La vision de l’enfance de Philippe Ariès est, en effet, relayée par Françoise Dolto avec laquelle, il dialogue encore en 1977, sur France Culture révélant deux démarches proches dans la façon de considérer que l’hyper affectivité de la famille et la scolarisation freinent voire bloquent le développement de l’enfant.

 D’ailleurs, dans La Cause des enfants (1985), Françoise Dolto utilise l’analyse historique de Philippe Ariès afin d’étudier « les origines des échecs et les sources des erreurs qui aliénèrent les relations entre adultes et enfants depuis des siècles ».

Entretien Ariès, Dolto, France-culture 1977, extraits

[...]
Philippe Ariès : « Est-ce que vous n’avez pas l’impression qu’il s’est passé aussi autre chose, parallèlement à cette entrave à la liberté dont vous parliez. C’est que les enfants d’aujourd’hui se développent dans un cadre extrêmement étroit, qui est celui de leur famille, d’une famille d’ailleurs très restreinte, depuis le début du XIXe siècle. Et si le père ou la mère ne peuvent pas jouer leurs rôles dans ce cycle psychologiquement normal, il y a un très grave problème et ce peut être traumatisant.
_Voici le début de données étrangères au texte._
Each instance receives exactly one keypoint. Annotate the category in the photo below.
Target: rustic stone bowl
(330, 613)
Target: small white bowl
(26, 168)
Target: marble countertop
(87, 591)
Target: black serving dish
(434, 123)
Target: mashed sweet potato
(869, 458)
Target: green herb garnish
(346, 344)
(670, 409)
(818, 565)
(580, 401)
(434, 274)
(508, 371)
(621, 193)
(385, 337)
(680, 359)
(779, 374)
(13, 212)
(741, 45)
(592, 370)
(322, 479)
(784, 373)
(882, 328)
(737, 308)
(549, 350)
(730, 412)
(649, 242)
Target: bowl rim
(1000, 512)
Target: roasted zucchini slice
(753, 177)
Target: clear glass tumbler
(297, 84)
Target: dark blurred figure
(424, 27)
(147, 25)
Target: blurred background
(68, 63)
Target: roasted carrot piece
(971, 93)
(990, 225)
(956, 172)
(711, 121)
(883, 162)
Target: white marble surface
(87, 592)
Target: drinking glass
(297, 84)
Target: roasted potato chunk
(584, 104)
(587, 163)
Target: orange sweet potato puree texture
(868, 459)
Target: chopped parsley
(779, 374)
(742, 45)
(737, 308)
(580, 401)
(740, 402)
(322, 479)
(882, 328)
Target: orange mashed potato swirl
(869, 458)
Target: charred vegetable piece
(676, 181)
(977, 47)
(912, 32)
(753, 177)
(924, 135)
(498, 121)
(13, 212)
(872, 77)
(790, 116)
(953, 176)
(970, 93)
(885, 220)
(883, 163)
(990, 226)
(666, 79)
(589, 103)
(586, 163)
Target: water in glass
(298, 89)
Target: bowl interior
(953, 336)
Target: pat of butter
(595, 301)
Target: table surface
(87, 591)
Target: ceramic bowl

Alors que dans le temps dont nous parlions, vers le XVIe siècle, cela n’avait aucune espèce d’importance que le père ou la mère n’eussent pas tenu leurs rôles parce qu’il y avait toujours un substitut à droite ou à gauche ; il y avait toujours quelqu’un pour les remplacer, l’enfant et la famille étaient immergés dans un milieu beaucoup plus tendre2, beaucoup plus chaud et duquel la famille ne se distinguait pas d’une manière aussi rigoureuse qu’aujourd’hui. Je me demande alors si nous ne touchons pas là quelque chose de capital pour l’explication de notre problème. Est-ce que cet isolement de la famille et des enfants par rapport au reste de la société n’explique pas nombre de difficultés psychologiques, de troubles, même très graves, qui ont d’ailleurs provoqué même la naissance, on peut le dire, de la réflexion psychanalytique. Car la psychanalyse est venue s’occuper des troubles que l’on ne retrouve pas dans les sociétés pré-industrielles. »

Françoise Dolto : « Il y a sans doute quelque chose de vrai dans ce que vous dites. Avant, les enfants qui étaient atteints symboliquement trop fort mouraient fréquemment : alors que maintenant, moi, je vois quotidiennement des enfants qui seraient morts dans d’autres siècles. Ils ont été sauvés par la médecine et, ensuite, les mères s’occupent d’eux ou sinon les services hospitaliers. De nos jours, un enfant qui est arrêté, mettons entre trois et cinq ans, ou entre deux et quatre ans, par une maladie grave de son organisme, il se trouve que cet enfant fait une régression symbolique à une période antérieure de sa vie.

Le fait en plus d’être séparé soudainement de la seule personne qu’il a dans son entourage, celle qui l’a élevé, pour lui cela devient dramatique. Lorsqu’il était entouré de dix ou douze personnes, le fait de se séparer d’une d’entre elles n’avait aucune importance : il était déjà habitué à voir des délégués, des substituts, et un substitut de plus ou de moins, cela ne fait pas une grande différence. Mais de nos jours, quand il s’agit d’une mère avec un enfant unique et qui, tout à coup, le « livre » à un groupe trop grand, où il n’y a aucune médiation entre la mère et le groupe, alors l’enfant subit sans doute un choc très fort. » [...]

L’intégralité, de cette conversation entre Philippe Ariès et Françoise Dolto de l’émission Macroscopie, sur France-Culture (septembre-octobre 1977) est disponible sur le site EnfanceBuissonnière.

La Fabrique de l’histoire sur "La petite enfance", 2009

Pour situer cette confrontation entre Françoise Dolto et Philippe Ariès dans son époque, on peut écouter Guillaume Gros, le 18 février 2009, dans "La Fabrique de l’histoire", d’Emmanuel Laurentin, sur France culture, dans le cadre d’une série sur la petite enfance.